After the death of Nawab Marri, the well-wishers of the family tried the two brothers to reconcile with each other by meeting in Geneva, but it could not materialize. Harbiyar claims that the money and weapons were not the personal wealth of Nawab Marri but was paid by foreign government, including Afghanistan and was meant to run the insurgency.
On the other hand, other Baloch insurgent groups like Dr. Allah Nazar’s Baloch Liberation Front (BLF), Baloch Student Organisation (BSO) and Balochistan National Movement (BNM) are making efforts to reconcile both the parties but they are not getting successful so far. The BLA is alleging that Allah Nazar is taking the side of Zamran against Herbiyar.
On 31 October 2014, the BLA attacked a training camp of UBA in Kahan and killed its commander, Ali Sher Jan, while took seven persons including Ghulam Mustafa, Mir Hassan, Manzoor Baksh and Mamnoon Baloch, hostage. According to information, the BLA commanders invited UBA commander Ali Sher Jan for negotiations. When he came over, he was taken into custody and killed while the rest aof his fellow were kept as hostage. On the other hand, BLA asserted that it has been a target of three IED attacks in the past few weeks, which they blamed on UBA. The BLF, BSO and BNM had protested over the initiation of hostilities between the two camps, but BLA is not paying any heed to their protest.
The Baloch armed resistance gained enormous public support in mid-2000s because of Pakistan’s excessive use of force against the Baloch in the province. But the insurgents failed to utilize this time to come on one single platform to put forward their demands. More and more armed groups emerged in Balochistan which made it almost impossible for them to properly coordinate with each other. The armed groups alienated the fellow moderate Baloch political parties by questioning their patriotism and commitment to the ‘national cause’. Human rights groups criticized the Baloch armed groups for killing numerous non-Baloch citizens under the allegations of spying for the Pakistani government while ordinary Baloch citizens also became victim of their attacks on similar unsubstantiated allegations.

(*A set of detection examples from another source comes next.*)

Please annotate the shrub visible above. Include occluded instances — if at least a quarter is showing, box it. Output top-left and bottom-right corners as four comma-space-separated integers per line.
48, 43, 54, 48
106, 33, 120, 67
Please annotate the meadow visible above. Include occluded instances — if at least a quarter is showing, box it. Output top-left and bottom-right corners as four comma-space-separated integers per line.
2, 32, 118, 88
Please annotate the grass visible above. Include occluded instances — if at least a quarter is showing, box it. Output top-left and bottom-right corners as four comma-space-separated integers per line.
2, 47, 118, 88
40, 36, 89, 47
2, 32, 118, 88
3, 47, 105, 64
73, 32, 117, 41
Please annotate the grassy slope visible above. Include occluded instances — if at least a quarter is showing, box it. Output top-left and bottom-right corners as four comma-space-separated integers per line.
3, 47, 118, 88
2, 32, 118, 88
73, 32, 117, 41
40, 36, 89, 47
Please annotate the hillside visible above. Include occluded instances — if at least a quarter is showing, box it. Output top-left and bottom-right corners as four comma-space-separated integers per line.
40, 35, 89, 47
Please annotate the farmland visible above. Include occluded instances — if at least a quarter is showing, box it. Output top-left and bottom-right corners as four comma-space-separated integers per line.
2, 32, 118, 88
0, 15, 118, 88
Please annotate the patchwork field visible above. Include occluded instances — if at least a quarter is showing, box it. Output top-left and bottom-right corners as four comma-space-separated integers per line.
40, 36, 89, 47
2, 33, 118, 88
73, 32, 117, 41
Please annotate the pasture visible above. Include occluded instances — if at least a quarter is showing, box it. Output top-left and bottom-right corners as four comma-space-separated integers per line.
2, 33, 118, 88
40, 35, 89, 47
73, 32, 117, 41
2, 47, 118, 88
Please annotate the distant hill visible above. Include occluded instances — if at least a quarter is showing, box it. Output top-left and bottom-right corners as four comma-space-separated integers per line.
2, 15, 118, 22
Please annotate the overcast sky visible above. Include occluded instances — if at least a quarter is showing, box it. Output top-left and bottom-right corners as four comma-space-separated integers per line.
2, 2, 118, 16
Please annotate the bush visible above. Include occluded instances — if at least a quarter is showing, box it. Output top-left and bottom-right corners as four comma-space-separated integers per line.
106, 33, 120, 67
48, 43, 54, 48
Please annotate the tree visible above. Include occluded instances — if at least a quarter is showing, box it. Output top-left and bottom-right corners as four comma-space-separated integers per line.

After years of continued fighting, the Baloch insurgents appear frustrated with the lack of international support for their movement. A decade later, even not a single country openly supports the free Balochistan movement. The Baloch fighters seem jaded with how moderate political parties, such as the ruling National Party of Dr. Malik Baloch, the chief minister of Balochistan, capitalized on their hard work and gained political power. Islamabad’s counter-insurgency policy can hardly be credited for pushing the Baloch insurgents to this level. Frustration, suspicion, infighting and division are the common features of the end of a guerrilla fight.